Transplant patients meet donor families
By QISHIN TARIQ | THE STAR
KUALA LUMPUR: For the first time, organ transplant patients were brought together with families of donors at the National Heart Institute – to say thank you.
It was an emotional moment as organ recipients thanked the families for their new lease of life in the programme called Bicara Hati.
The first such event in Malaysia, it was a collaboration between the institute, Health Ministry, National Transplant Resource Centre and the Kuala Lumpur Hospital to give the organ recipients a chance to thank the donors’ families.
It was also the climax to the Organ Donation Awareness Week that ends today.
Centre head Datin Dr Lela Yasmin Mansor offered both her condolences to the organ donors’ families as well as her gratitude for their generosity.
R. Kumar, 49, and A. Susila 45, lost their daughter, K. Hemala, to a sudden attack of asphyxiation two years ago.
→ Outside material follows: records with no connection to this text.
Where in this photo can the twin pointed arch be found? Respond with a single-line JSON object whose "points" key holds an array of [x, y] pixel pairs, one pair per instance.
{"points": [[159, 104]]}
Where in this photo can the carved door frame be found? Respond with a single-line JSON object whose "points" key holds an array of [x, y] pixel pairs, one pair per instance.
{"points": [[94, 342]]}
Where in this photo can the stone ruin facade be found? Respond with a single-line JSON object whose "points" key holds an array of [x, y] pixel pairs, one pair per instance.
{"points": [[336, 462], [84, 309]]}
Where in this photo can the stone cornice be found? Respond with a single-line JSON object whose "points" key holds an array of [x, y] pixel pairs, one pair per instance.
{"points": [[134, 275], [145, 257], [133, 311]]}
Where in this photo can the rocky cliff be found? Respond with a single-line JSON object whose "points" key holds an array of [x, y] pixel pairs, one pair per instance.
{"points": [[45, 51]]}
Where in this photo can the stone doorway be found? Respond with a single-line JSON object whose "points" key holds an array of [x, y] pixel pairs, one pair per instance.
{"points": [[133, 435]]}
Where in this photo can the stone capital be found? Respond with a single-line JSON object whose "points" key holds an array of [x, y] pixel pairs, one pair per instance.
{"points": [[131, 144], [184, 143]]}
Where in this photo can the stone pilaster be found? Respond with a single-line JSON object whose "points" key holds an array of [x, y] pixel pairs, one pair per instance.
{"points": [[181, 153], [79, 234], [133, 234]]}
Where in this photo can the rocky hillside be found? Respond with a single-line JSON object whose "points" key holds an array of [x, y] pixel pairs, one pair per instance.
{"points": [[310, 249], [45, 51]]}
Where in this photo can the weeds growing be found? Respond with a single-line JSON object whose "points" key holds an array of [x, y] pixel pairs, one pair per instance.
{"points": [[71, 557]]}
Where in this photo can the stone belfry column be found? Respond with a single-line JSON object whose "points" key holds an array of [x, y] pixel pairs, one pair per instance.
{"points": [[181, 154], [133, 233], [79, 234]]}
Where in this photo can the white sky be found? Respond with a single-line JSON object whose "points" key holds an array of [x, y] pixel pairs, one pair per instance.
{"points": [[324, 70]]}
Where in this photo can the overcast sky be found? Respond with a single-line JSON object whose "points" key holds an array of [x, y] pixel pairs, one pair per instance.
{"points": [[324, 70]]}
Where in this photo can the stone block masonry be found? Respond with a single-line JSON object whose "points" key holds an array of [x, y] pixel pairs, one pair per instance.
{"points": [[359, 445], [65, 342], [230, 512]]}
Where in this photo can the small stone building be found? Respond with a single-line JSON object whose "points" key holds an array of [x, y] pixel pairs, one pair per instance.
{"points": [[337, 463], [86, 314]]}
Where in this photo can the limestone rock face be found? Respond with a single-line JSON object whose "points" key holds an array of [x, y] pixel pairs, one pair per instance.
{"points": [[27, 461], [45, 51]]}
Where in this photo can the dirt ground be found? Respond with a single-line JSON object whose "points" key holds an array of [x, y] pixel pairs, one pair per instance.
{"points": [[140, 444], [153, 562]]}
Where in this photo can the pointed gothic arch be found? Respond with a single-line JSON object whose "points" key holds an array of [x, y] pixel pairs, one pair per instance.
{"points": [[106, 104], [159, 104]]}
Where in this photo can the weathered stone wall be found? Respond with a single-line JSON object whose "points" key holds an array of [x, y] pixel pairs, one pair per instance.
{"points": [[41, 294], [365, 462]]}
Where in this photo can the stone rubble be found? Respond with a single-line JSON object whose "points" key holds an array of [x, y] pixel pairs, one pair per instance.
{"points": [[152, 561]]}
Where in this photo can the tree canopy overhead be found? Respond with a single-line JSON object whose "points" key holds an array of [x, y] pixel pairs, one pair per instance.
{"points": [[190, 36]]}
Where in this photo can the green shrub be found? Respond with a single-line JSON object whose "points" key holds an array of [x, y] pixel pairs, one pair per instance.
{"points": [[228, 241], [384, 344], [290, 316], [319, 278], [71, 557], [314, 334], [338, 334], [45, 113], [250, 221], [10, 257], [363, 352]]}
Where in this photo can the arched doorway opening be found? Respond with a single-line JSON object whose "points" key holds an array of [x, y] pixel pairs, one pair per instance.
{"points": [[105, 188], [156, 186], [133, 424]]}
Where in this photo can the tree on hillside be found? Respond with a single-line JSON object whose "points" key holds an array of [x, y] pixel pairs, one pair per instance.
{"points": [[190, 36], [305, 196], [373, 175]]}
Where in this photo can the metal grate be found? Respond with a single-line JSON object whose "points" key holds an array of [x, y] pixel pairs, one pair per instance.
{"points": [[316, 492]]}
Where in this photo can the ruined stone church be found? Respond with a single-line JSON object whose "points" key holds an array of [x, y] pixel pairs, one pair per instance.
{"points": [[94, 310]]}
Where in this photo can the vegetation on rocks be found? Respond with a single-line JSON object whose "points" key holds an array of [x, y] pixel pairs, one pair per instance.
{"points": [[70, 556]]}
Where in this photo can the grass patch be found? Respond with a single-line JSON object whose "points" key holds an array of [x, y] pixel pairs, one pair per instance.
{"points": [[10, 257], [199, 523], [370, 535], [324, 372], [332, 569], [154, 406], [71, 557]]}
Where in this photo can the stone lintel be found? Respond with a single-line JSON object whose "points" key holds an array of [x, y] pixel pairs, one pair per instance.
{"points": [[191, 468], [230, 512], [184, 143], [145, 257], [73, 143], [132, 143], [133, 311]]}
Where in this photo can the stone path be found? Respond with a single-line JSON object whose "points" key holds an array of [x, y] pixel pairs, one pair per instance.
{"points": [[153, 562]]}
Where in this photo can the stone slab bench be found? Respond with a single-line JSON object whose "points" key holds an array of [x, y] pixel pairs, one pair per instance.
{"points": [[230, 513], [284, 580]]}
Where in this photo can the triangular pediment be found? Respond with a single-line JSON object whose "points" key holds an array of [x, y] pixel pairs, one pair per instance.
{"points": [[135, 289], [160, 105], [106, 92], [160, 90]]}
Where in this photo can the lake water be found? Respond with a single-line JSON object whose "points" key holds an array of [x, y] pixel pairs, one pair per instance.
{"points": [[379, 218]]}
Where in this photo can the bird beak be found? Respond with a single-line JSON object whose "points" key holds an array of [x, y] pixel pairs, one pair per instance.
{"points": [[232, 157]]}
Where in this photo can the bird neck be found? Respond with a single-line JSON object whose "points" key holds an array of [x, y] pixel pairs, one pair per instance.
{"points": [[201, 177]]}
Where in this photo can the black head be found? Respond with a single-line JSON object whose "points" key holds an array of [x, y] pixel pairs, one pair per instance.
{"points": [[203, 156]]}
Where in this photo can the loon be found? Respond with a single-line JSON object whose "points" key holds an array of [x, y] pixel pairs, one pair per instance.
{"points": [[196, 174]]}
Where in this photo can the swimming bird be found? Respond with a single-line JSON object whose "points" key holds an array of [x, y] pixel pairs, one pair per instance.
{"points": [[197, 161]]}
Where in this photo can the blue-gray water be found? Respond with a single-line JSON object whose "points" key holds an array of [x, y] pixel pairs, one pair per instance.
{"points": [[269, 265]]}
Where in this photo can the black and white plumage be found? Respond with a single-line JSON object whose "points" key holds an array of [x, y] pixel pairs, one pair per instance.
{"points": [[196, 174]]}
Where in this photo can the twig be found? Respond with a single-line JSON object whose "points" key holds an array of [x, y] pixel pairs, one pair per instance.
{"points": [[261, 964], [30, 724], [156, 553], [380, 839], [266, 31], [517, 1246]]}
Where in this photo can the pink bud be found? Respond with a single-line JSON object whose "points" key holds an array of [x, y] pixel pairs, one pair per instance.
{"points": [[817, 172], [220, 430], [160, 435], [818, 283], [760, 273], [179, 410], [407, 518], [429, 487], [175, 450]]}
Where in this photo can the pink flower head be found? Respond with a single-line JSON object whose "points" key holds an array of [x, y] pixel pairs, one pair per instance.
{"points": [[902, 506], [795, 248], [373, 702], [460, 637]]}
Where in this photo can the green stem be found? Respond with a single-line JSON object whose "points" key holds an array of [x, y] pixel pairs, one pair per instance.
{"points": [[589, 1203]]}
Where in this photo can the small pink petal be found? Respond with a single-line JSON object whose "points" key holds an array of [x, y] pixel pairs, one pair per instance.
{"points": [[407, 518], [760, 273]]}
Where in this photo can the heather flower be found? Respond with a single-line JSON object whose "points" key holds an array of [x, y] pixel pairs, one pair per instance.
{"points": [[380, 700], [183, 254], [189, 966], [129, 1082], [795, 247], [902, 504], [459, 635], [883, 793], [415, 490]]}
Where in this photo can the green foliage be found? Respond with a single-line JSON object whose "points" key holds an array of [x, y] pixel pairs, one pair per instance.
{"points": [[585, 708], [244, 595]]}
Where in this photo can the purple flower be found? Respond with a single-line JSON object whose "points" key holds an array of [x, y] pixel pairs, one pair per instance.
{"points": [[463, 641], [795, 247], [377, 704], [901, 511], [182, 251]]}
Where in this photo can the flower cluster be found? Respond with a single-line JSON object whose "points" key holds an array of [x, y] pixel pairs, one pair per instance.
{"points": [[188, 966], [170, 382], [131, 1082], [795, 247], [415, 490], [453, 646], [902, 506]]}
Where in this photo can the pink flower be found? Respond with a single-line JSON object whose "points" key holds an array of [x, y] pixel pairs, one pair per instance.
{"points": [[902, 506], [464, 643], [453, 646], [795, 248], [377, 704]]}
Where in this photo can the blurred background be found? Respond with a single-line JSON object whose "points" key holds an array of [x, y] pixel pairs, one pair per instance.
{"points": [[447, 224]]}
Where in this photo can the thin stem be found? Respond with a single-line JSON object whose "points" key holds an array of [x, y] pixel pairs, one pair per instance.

Hemala, 24, had just signed up for nursing school.
“She always wanted to become a nurse and help others.
“In a way, she still managed to save lives,” said Kumar.
Their relatives objected their decision, but the couple stood by it.
“My daughter told us that we should donate our organs so we could help others, even in death,” said Susila.
Tan Geek Koon, 42, an organ recipient, said she had previously not registered to be an organ donor due to her religious beliefs, but all that changed when she received a new heart from a 17-year-old donor.
“I was so ashamed when I received my heart.
“It made me realise the error of my ways,” she said.
Another young donor was 21-year-old Mah Wai Ken.
His mother Loh Siew Chin, 52, said Mah was coming home from work when the car he was in crashed into a street lamp.
He was pronounced brain dead upon arrival at the hospital.
Loh chose to donate her son’s organs, saying “only the spirit will travel, the body can do more help on earth.”
Shazwani Alias, 23, was only 10 when she was diagnosed with kidney failure.
Due to her condition, she spent most of her time going in and out of the hospital.
“I didn’t have a life as a teenager,” said Shazwani.
In 2004, she received a kidney and has since got her life back on track, recently graduating from college where she studied information technology.